Le fossé se creuse entre les Belges qui s'ouvrent aux technologies de l'information et les autres. C'est le constat que la députée fédérale cdH a fait lors d'un exposé qui s'est tenu jeudi à la Foire du Livre. Petite synthèse.

L'enquête faite par l'AWT, l'Agence wallonne des télécommunication, en 2008 révèle que seulement 65% des Wallons ont un ordinateur et 59% une connexion internet à domicile. Ces chiffres placent la Belgique dans la moyenne européenne.

N'empêche que le fossé se creuse entre les Belges qui s'ouvrent aux technologies de l'information et ceux qui n'y ont pas accès.

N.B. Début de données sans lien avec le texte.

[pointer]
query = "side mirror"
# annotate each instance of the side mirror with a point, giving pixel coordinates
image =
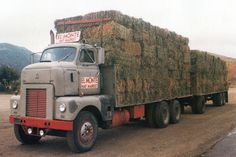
(35, 57)
(101, 56)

Logique puisque ceux qui s'y connaissent approfondissent leurs connaissances alors que les non utilisateurs se sentent de plus en plus largués.

Les jeunes sont aussi touchés

Plus étonnant, les "natifs numériques", ceux qui sont nés à l'heure de l'informatique, sont aussi touchés. S'il est vrai que la grande majorité des non utilisateurs sont des retraités qui ont atteint la soixantaine ou plus, la fracture numérique touche aussi les jeunes. En effet, ce n'est pas parce qu'ils surfent sans soucis sur Facebook ou sur Twitter qu'ils maîtrisent les logiciels utilisés dans le monde du travail.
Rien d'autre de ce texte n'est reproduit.